DGN diffuses fights with support system
December 18, 2019
DGN’s policy regarding fighting ensures that all students involved in a fight will be punished with suspension. The policy is meant to deter students from fighting, so that the amount of students getting into fights in the first place might decrease.
With the exception of assaults, all fights are considered mutual. “In the school situation(s), there’s no such thing as ‘self defense,’” Vice Principal of Staff and Students Kelly Zuerner said.
This may seem similar to a zero tolerance policy, but while DGN used to use zero tolerance, the policy was scrapped with the Illinois SB100 law, which outlawed zero tolerance in public schools. Since then, all fights are decided on a case-by case basis, even though in every case excluding assaults, both parties are suspended.
DGN’s administrative efforts in terms of fights go into prevention to avoid conflicts between students ever from reaching physicality. DGN’s administration expects students to report potential fights before they happen so the school can try to diffuse the situation.
“We act through restoration circles to alleviate hostile situations that would jeopardize you,” Zuerner said.
Each student has a support staff made up of their counselor, dean, social worker, psychologist, and case manager if the student has an IEP. Depending on the severity of the situation, different members of this support staff will act in order to prevent a physical fight.
According to DGN’s disciplinary records, seven students have been disciplined for fighting during the past five years, stemming from three individual fights. While there were seven actual fights, there were ten inciting incidents that never reached a fight in which staff action was taken to prevent physical conflict.
Presumably because all of the work with the administration is done preemptively, fighting is not as big a problem at DGN as it is at other schools. This applies to nearby schools as well as to the national level.
DGN’s numbers are a stark contrast from fighting trends in other schools. Across the entire country, 7.3% of students are reported to have been in some kind of fight on school property in 2017 according to the CDC.

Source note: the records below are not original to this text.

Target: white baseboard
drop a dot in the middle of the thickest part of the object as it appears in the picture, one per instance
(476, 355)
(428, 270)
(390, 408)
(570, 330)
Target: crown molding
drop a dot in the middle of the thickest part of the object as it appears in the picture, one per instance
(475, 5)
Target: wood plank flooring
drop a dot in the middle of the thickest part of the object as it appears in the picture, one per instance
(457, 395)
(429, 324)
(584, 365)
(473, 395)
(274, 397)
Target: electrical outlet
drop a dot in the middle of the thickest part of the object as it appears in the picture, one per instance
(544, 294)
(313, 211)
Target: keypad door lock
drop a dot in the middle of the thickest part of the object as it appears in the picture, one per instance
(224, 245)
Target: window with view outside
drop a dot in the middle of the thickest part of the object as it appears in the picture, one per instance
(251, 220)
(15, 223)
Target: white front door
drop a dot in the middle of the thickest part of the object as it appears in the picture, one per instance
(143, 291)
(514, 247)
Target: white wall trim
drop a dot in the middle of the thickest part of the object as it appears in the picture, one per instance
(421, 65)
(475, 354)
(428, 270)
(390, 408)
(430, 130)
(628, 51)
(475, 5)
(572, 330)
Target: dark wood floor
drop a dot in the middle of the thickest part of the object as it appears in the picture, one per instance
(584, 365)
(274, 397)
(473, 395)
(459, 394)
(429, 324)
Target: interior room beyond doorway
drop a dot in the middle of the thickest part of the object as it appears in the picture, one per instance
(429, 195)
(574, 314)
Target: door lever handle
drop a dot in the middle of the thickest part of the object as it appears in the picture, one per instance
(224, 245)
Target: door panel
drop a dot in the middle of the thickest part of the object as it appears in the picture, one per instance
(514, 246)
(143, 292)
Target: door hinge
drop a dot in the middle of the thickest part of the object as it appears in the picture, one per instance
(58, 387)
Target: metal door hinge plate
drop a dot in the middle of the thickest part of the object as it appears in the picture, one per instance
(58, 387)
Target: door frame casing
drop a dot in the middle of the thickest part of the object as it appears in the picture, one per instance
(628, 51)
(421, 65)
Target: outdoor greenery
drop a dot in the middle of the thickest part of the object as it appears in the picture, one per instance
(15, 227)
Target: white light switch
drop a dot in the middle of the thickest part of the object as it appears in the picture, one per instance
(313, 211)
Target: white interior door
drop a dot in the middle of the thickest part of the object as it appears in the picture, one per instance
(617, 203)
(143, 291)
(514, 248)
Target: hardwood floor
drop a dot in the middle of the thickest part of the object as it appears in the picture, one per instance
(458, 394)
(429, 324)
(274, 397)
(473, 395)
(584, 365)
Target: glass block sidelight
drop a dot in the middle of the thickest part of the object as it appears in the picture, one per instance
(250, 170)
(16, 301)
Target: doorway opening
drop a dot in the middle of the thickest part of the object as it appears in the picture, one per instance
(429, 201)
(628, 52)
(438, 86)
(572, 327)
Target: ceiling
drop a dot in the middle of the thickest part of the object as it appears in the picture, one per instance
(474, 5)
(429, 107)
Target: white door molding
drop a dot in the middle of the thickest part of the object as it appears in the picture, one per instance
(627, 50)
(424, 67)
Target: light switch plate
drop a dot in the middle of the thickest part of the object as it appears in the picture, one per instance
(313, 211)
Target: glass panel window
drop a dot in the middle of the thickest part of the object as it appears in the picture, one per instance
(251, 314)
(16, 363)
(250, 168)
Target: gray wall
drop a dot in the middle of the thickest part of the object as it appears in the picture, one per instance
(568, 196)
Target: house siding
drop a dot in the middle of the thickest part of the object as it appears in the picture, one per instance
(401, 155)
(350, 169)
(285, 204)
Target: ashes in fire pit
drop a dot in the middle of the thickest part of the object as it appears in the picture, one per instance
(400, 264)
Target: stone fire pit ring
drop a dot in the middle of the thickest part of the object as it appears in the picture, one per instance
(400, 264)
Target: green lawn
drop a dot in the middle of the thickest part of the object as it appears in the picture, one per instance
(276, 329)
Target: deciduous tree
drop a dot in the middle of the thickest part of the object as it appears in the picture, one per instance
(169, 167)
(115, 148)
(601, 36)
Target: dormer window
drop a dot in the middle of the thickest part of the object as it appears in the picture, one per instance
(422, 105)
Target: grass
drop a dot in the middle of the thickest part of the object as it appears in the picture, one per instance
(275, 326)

Until 2015, DGN used a zero-tolerance policy that, without exception, punished any student involved in a fight, as opposed to the case-by-case approach accompanied by preventative measures it takes now.
Alex Montague, an alumnus of DGN who graduated in 2006, was in a fight while this zero-tolerance policy was active. During his junior year at DGN, two weeks after transferring to the school, he claims to have been assaulted by another student in the lunchroom.
“He punched me right in the base of my skull, right in the cerebellum,” Montague said of the incident. The other student continued to strike him with “three punches in the span of like, a second.”
“He had this long ponytail, went down to maybe his shoulder. I put one hand on his ponytail and one hand on his shoulder and turned him so he wasn’t facing me, so he’d stop punching me,” Montague said. Afterwards, a teacher broke up the fight.
Because Montague made physical contact with the other student, it was classified as fight, and Montague was given a four day in-school suspension.
“I didn’t actually throw any punches, all I did was make physical contact with him, just to go and turn him away from me. I didn’t pull his hair, I used it to turn him away, and I still got an in-school suspension,” Montague said. “It’s not like someone can think very clearly when they get punched in the head.”
Since the policy changed, this case would not have been judged like this if it had happened more recently. “If I am turning the kid around and didn’t try to incite it, didn’t have any past ‘beef’ with the student, I wouldn’t be suspended for that,” Zuerner said.
Zuerner claims that there are far fewer fights now than there have been in the past. It has not starkly decreased in her tenure of close to a decade, but before that time DGN experienced fights more often.
“I do believe our incidents have decreased, but I account that more to the support of our teachers and our students,” Zuerner said. “We do a great job of supporting our kids, wrapping around the ones that need it.”